Brutaler homophober Angriff auf Formentera: Ein Mann in ernstem Zustand, nachdem er unter den Rufen "und außerdem, Schwuchteln" geschlagen wurde

Mann von 49 Jahren in Ibiza mit schweren Verletzungen nach einem Angriff in Formentera im Zusammenhang mit einem mutmaßlichen Hassverbrechen wegen LGTBI-Phobie eingeliefert

Ein Beamter der Nationalpolizei.
ARA Balears
04/05/2026
2 min

PalmaEin 49-jähriger Mann befindet sich in der Policlínica Nuestra Señora del Rosario in Ibiza in Behandlung, nachdem er in der Nacht von Freitag auf Samstag auf Formentera Opfer einer brutalen homophoben Schlägerei geworden war. Dies wurde von der Organisation La Clau de s’Armari gemeldet und vom Inselrat und der Regionalregierung verurteilt.

Das Gesundheitszentrum teilte mit, dass das Opfer wegen eines Schädel-Hirn-Traumas mit hämorrhagischen Herden von der Neurochirurgie betreut wird und auch eine Verletzung am linken Auge aufweist, die von Spezialisten untersucht wird.

Die Vorfälle ereigneten sich in einer Fußgängerzone, als der Mann versuchte, ein Foto vor dem Plakat des Theaterstücks Entrepares, das sich mit LGBTI-Themen befasst, zu machen.
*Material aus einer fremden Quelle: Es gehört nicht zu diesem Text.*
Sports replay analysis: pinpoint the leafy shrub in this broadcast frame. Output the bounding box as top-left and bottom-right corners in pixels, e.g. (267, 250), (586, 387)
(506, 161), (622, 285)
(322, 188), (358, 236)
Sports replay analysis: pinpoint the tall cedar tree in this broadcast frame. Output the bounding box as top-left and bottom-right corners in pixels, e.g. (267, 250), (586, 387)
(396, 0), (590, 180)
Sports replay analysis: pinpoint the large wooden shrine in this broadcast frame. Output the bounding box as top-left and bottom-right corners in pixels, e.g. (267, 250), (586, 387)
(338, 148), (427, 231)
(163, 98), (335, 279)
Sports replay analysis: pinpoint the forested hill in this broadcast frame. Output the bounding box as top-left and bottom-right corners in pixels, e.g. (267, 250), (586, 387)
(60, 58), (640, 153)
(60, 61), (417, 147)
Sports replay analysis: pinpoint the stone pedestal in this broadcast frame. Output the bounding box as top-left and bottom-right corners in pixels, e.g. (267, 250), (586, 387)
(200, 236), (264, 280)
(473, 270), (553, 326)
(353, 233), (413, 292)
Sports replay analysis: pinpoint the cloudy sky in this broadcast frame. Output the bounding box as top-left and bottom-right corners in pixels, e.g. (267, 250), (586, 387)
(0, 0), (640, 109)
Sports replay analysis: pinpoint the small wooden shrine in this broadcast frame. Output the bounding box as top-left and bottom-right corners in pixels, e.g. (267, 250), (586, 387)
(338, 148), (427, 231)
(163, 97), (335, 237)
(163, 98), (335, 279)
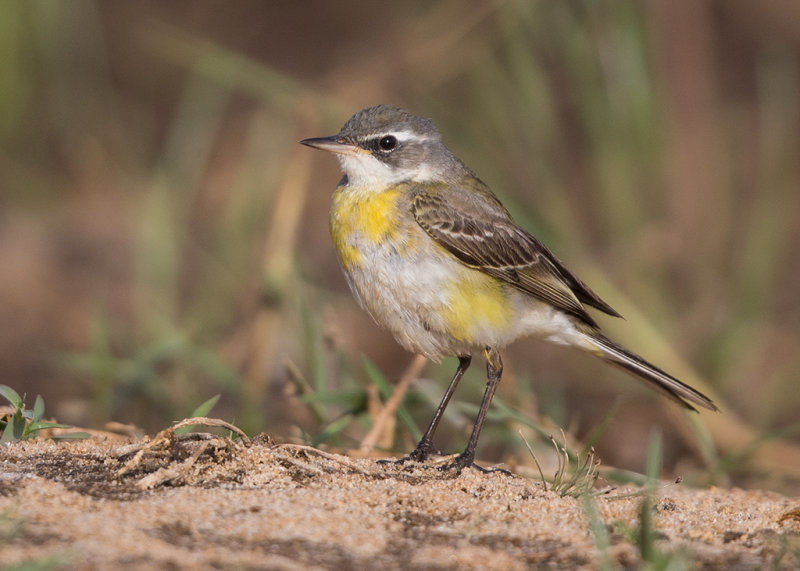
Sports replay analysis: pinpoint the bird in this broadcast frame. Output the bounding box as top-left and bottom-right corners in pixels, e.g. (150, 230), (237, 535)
(300, 104), (718, 473)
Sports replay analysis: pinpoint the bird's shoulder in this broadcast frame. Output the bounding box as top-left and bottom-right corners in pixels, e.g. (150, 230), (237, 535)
(411, 176), (619, 326)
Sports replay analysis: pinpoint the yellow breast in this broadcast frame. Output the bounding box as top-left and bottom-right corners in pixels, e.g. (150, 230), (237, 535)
(330, 186), (403, 270)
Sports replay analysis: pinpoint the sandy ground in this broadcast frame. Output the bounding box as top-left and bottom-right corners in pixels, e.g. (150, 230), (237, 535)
(0, 428), (800, 569)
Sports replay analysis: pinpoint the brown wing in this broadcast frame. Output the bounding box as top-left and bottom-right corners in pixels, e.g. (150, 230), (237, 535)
(412, 187), (620, 327)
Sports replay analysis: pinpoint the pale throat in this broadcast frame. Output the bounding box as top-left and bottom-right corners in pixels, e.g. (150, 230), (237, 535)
(336, 153), (438, 192)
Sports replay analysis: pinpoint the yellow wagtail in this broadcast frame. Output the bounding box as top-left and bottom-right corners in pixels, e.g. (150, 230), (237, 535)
(300, 105), (717, 471)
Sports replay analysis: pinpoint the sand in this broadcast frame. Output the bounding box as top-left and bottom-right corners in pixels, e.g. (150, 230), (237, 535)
(0, 433), (800, 569)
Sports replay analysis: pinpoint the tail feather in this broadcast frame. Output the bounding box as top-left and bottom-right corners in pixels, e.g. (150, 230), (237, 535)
(589, 332), (719, 412)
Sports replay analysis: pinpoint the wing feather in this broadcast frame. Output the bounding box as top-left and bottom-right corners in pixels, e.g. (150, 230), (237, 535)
(412, 185), (620, 327)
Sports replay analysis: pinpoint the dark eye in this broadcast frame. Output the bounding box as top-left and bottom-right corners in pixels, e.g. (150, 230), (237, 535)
(378, 135), (397, 151)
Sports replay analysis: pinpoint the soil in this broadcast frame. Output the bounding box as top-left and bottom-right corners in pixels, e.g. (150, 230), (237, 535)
(0, 429), (800, 569)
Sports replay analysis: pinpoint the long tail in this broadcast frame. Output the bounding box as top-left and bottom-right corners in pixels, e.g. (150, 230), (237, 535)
(587, 332), (719, 412)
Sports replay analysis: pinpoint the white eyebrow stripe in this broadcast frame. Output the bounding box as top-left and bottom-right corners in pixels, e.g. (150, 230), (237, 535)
(363, 130), (430, 143)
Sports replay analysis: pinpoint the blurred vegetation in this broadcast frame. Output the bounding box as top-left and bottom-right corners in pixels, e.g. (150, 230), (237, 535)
(0, 0), (800, 490)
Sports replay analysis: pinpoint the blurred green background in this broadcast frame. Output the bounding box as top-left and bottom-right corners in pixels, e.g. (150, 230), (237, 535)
(0, 0), (800, 490)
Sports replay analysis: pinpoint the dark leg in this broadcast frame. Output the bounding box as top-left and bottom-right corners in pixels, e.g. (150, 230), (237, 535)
(384, 355), (472, 464)
(442, 347), (505, 472)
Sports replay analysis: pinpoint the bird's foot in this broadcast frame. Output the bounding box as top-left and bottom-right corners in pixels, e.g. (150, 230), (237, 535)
(438, 453), (511, 476)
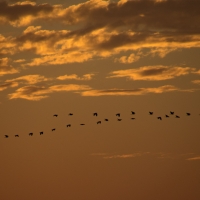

Laut der anzeigenden Organisation versuchte ein Fahrzeug mit zwei Insassen, den Mann zu überfahren, und nach einer verbalen Auseinandersetzung stiegen die beiden Männer aus dem Auto.

In diesem Moment, als sie das Plakat bemerkten und riefen „und außerdem, Schwuchteln“, sollen die Angreifer das Opfer so lange geschlagen haben, bis es schwer verletzt war. Der erste ärztliche Bericht des Notfalldienstes in Formentera beschreibt erhebliche Verletzungen mit Hämatomen, Blutergüssen und Kopfverletzungen sowie die Notwendigkeit medikamentöser Behandlung und Verbandwechsel. La Clau de s’Armari hat die „direkte und sofortige“ Beteiligung aller Institutionen gefordert, um zu verhindern, dass der Fall ungestraft bleibt, und eine „erschöpfende und sorgfältige“ Untersuchung zur Identifizierung und Festnahme der Täter verlangt.

Der Consell de Formentera hat die Vorfälle „eindeutig verurteilt“ und erklärt, dass sie „absolut unvereinbar“ mit den Werten des Zusammenlebens, des Respekts und der Freiheit auf der Insel seien. Er hat der Opfer auch Unterstützung zugesagt und sich zur Zusammenarbeit mit den Behörden verpflichtet, um die Vorfälle so schnell wie möglich aufzuklären. Die Ministerin für Familien, Soziales und Behindertenhilfe, Sandra Fernández, hat die Aggression „eindeutig verurteilt“ und betont, dass „auf den Balearen kein Platz für Hass ist“, insbesondere bei Angriffen, die auf der sexuellen Orientierung beruhen.